Kumar’s Kulture Walk
Reggae Month activities are not just focused solely in the corporate area. Thanks to Kumar Bent, live music lovers of the breadbasket parish of St Elizabeth, the musician’s home parish, are invited to lace up their boots and join the trek on Kumar’s Kulture Walk. With a start on February 1, the singer organised a series of live music events at various locations across St Elizabeth – with the intent to expose talent, and introduce some musical excitement into an otherwise relaxed part of the island.
“It’s a lot, but it’s happening. There are a lot of artistes from Black River, Treasure Beach, and there’s nothing happening here on a regular basis, in terms of live events. I saw the opportunity to invite my friends in the music and I seized it. I would have loved to contribute more to Reggae Month in Kingston, but I think there’s enough happening, and enough people there to make it happen,” the former lead singer of Raging Fyah told The Gleaner. So with Kingston already a hotbed of Reggae Month activities, Kumar planned some events of his own.
On Feburary 1, Kumar’s efforts opened with Kulture Walk Live, headlined by himself and veteran performer Ken Boothe. Also featured were up-and-coming acts Kenny Smith, Shari Jacobs and another Raging Fyah alum, the band’s second and last lead singer, Journey. “He’s from St Elizabeth. We’re trying to push St Elizabeth talent. The band that played for Ken Boothe are actually my little cousins from St Elizabeth. They’ve been training and we got them to the level where they’re able to perform and play on a stage. That’s one of the main focuses. I’m trying to influence the people from my side of Jamaica,” Kumar shared.
Kulture Walk Bar & Album
He is also trying to deepen his roots, and produce more fruit for his home and family. Kulture Walk Live opened at a venue of the same name – Kumar’s own juice bar – to be opened soon. “I built the building, it’s already there.”
On February 7, Kulture ‘walked’ to Las Vegas Cafe in Black River with the same line-up, minus Ken Boothe. There, the vocalists were backed by Tension Invasion band from Montego Bay. The following day, Treasure Beach was treated to Kumar, Indie Allen and Yaadcore – all presented with a live band. “All these events are live bands, because I’m trying to make sure that we don’t do any sound system performances from the acts that we’re trying to endorse. I’m really trying to pull talent into the parish and share the culture, as the name suggests,” he added.
Kulture Walk continues on February 15 in Bull Savannah, featuring Notis Heavyweight Rockers, Chevaughn, Mackeehan and Alicia Scott.
Kumar’s penchant for planning isn’t new. Years ago, he was instrumental in developing Wickie Wackie into the prime beachside concert location it is today. “When I started Wickie Wackie years ago with the Raging Fyah guys, it was something I had a passion for to keep doing events that can expose talent, because a lot of people came out of Wickie Wackie. Some of the stars now, their first show was at Wickie Wackie. So it’s really exciting to see that it’s happening again in St Elizabeth,” he said.

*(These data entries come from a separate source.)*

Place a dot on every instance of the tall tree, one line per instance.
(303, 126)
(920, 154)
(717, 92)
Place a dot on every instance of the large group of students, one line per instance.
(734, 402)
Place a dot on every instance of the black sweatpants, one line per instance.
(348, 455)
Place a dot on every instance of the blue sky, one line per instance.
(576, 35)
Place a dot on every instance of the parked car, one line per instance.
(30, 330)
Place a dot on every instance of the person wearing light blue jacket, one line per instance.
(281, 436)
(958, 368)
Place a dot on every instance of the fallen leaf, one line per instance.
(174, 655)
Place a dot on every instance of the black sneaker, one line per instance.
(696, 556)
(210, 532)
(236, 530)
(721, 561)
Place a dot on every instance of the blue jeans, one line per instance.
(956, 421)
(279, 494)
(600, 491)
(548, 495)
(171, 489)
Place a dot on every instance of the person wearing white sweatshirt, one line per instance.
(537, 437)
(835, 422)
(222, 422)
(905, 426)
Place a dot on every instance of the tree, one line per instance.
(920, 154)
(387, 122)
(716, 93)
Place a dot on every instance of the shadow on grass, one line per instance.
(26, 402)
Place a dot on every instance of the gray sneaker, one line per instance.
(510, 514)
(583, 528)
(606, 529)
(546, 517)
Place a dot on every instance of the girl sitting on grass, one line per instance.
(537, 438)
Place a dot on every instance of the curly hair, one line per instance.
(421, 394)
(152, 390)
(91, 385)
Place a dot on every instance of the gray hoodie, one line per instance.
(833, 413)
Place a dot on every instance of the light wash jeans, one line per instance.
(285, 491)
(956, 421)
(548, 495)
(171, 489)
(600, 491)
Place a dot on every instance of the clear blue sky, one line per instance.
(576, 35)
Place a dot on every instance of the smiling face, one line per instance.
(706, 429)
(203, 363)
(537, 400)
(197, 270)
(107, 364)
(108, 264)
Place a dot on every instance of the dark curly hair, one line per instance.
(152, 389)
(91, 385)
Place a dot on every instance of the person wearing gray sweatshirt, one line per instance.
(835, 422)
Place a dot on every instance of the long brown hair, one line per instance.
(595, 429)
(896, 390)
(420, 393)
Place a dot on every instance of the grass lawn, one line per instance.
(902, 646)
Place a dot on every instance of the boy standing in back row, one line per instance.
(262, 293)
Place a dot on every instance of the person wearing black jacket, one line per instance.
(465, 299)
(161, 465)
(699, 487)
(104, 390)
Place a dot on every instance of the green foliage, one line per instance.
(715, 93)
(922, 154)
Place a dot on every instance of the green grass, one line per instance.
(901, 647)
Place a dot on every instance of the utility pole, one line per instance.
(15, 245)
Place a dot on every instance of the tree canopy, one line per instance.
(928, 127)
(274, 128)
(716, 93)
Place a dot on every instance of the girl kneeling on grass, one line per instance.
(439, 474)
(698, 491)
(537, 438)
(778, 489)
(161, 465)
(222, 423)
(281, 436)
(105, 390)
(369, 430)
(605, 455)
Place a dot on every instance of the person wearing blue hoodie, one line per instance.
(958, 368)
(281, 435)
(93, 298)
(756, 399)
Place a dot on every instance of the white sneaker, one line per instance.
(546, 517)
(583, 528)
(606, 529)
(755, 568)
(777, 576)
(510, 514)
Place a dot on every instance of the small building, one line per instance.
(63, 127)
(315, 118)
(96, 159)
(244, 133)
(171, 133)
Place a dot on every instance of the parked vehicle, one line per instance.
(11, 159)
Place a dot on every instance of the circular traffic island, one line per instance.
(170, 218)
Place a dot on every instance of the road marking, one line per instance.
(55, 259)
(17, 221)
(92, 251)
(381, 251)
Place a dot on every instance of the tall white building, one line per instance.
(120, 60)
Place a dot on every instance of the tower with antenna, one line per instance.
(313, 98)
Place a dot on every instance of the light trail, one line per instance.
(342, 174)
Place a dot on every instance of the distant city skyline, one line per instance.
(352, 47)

As Kulture Walk is the name of Kumar’s Reggae Month initiative across St Elizabeth, and the name of his soon-to-open juice bar, Kulture Walk is also the name of Kumar’s upcoming 13 tracks long album, scheduled for release later this year.
“My album is actually ready. I’m in the final stages. And it’s not fully reggae, as people might expect from me because of my history. This album is really a feeling. It’s where I’m at in my life. It’s some honest songs with honest emotion that I’m trying to put out there. I think my fans and people who have listened to me in the past with Raging Fyah will appreciate my emotion, my honest true self,” he said.